Johnson announced Wednesday that he will create DC Air as part of a deal in which proposed merger partners US Airways and United Airlines will divest a portion of their assets.
Financial details of the deal were not announced, but the DC Air venture is a personal financial investment of Johnson and not BET Holdings.
The new regional airline DC Air will operate from Ronald Reagan National Airport in Washington and serve 44 cities with 122 daily departures.
"US Airways has served Washington and the surrounding Maryland and Virginia communities extremely well," said Johnson in a statement. "We will more than match the quality of that service, and will do so with a talented team of management and union employees that will make all of us in the nation's capital very proud."
Johnson, a graduate of the University of Illinois and a recipient of a master's degree in International affairs from the Woodrow Wilson School of Public and International Affairs at Princeton University, founded BET in 1980 with $15,000 in borrowed money. Eventually he built a media conglomerate, the king pin of which is the nation's first 24-hour television network targeted toward an African-American audience. In 1998, the company became private.

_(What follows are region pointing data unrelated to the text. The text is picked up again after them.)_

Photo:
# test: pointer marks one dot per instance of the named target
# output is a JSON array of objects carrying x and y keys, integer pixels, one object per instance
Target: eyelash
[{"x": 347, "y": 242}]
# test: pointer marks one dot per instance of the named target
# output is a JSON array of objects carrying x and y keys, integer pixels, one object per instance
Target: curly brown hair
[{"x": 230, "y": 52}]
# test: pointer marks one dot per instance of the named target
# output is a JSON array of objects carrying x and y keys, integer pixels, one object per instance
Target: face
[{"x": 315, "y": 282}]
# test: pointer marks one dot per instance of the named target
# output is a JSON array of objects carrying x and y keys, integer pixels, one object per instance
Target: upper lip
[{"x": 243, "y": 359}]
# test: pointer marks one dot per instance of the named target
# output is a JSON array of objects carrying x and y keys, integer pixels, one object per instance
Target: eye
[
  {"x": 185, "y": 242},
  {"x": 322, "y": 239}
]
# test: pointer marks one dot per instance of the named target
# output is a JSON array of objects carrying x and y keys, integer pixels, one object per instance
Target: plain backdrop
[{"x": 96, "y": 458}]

BET also boasts a joint magazine venture with Vanguarde Media that produces Emerge, BET Weekend, Heart and Soul, IMPACT and Honey, in addition to Arabesque books, an African-American line of romance novels. Other assets include entertainment-themed restaurants, a premium movie channel and a Web site launched last year.
Along the way Johnson has often been criticized in the black community. Last year, in an ad in the entertainment publication Variety, a group of black comedians accused him of appearing on a BET comedy show at less than the union rate. He has also come under fire for BET programming that some critics say reinforces negative stereotypes of blacks.

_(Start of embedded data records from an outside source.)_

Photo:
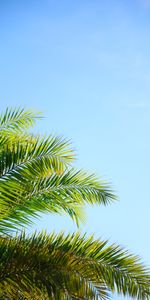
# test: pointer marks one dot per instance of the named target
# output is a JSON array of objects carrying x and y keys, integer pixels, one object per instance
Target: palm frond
[
  {"x": 36, "y": 157},
  {"x": 73, "y": 266},
  {"x": 23, "y": 199}
]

But speaking of the airline merger that would make Johnson's new deal possible, Stephen Wolf, chairman of US Airways, said, "Bob Johnson is the superb choice as the new owner of this company. In talking about Bob Johnson I think of two words: leadership and energy."
In the past two decades, Johnson has accumulated incredible financial and economic power. His partners in the $35 million Web site launched last year include Microsoft Corp, News Corp., USA Networks and Liberty Digital.
Besides US Airways, Johnson board positions include also the Hilton Hotels Corp., General Mills, Gerald Stevens, the United Negro College Fund, the National Cable Television Association's Academy of Cable Programming, and the American Film Institute. He is also a member of the Board of Governors for the Rock and Roll Hall of Fame.